Skip forward 10 years to the poison gas attack in Damascus in August 2013, when the US and Britain almost intervened militarily against the Syrian government. In retrospect, this is recalled as the moment when a chance was lost to back a moderate armed opposition in overthrowing President Bashar al-Assad. In fact, the Syrian army controlled most of the populated parts of the country at the time, so any foreign air campaign would have had to be sustained along the same lines as Libya. And the outcome would have been similar to Libya as well, since Isis, al-Nusra and other jihadis already dominated the armed opposition and would have taken power.

Mr Obama evidently realised this at an early stage, and has shown understandable impatience at what became almost conventional wisdom among politicians and the media. He said in 2014 that the idea that there was ever a moderate opposition “in a position to suddenly overturn not only Assad but also ruthless, highly trained jihadists if we just sent a few arms is a fantasy. And I think it’s very important for the American people – but maybe more importantly, Washington and the press corps – to understand that.” It would be interesting to know if Mr Obama’s thoughts on David Cameron’s famous “70,000 moderate fighters”, whom Britain supports, are equally scathing.

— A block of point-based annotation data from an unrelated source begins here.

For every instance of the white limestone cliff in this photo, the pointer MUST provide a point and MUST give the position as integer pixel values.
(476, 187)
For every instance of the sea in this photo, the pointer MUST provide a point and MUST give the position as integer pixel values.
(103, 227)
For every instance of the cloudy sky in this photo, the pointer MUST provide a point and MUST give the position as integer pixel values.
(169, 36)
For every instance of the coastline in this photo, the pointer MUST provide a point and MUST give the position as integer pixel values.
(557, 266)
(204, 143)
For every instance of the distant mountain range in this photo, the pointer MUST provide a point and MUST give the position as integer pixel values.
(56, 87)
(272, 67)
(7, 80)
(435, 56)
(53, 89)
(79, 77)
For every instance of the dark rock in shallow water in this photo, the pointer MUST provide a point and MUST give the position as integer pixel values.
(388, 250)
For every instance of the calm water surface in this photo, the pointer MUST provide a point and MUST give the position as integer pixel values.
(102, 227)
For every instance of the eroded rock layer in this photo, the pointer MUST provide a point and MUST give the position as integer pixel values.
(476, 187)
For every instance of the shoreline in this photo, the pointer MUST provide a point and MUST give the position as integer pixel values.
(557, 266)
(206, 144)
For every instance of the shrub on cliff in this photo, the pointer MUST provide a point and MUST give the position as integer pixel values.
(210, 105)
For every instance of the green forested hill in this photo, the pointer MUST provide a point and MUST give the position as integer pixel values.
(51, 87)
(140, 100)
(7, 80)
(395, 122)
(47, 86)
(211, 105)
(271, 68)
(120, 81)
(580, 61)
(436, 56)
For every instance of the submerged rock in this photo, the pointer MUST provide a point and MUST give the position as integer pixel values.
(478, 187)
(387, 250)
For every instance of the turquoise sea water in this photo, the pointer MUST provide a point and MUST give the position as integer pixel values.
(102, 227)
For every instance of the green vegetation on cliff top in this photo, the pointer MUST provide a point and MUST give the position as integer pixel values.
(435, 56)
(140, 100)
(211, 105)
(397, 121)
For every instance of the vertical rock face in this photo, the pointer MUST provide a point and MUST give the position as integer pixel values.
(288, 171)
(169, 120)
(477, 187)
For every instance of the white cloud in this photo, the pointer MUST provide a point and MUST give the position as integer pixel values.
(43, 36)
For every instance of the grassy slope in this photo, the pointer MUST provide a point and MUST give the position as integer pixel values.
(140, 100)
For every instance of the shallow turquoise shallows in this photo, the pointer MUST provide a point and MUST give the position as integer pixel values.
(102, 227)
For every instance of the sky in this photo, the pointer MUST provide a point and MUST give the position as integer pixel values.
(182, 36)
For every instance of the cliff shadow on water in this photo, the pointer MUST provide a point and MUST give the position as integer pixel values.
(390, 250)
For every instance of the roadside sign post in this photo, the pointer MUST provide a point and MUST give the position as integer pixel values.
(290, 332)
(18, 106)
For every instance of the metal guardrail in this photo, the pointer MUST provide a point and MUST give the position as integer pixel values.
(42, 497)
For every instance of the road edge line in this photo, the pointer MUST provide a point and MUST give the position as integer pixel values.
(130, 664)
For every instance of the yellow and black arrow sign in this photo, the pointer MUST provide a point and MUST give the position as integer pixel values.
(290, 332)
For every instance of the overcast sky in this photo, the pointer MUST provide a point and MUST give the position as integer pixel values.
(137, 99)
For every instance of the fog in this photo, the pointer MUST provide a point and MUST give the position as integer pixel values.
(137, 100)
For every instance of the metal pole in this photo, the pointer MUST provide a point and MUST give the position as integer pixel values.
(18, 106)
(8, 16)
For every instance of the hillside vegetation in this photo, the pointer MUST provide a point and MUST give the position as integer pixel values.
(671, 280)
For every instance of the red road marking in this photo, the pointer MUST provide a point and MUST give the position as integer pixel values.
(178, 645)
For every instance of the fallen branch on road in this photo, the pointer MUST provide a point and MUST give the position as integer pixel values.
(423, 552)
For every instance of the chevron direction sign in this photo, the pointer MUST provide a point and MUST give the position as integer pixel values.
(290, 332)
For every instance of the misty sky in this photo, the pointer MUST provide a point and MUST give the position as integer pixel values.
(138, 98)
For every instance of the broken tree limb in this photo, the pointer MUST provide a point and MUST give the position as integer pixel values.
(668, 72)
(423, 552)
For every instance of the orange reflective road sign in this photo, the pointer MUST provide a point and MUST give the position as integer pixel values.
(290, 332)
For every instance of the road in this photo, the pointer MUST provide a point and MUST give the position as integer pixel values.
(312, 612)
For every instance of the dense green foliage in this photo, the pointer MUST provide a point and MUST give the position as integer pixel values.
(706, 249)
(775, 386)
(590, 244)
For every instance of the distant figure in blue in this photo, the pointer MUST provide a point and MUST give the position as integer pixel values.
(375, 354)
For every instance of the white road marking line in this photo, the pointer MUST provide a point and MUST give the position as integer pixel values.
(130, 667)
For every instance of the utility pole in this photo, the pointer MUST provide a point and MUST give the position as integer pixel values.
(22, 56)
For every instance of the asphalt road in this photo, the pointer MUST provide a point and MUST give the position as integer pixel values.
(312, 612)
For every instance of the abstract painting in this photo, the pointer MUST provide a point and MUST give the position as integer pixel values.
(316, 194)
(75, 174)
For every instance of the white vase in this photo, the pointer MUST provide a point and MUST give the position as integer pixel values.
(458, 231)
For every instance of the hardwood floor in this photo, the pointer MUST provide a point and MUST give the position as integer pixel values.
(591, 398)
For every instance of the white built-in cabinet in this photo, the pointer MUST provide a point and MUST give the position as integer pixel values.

The Syrian uprising or war has passed through three phases: a short period in 2011 when local forces determined what was happening in the country; 2012 to 2014 when regional powers such as Turkey, Saudi Arabia and Iran played a dominant role; and 2014 to 2016 when the conflict became internationalised. Three events marked the last period, in which the US and Russia became the decision-makers: the rise of Isis in 2014; the consequent start of the US air campaign; the beginning of the Russian air strikes a year later.

Americans and Russians are today crucial military players in Syria and it is becoming too late for Turkey and Saudi Arabia to buck the trend successfully, though this does not prove that they will not try to do so.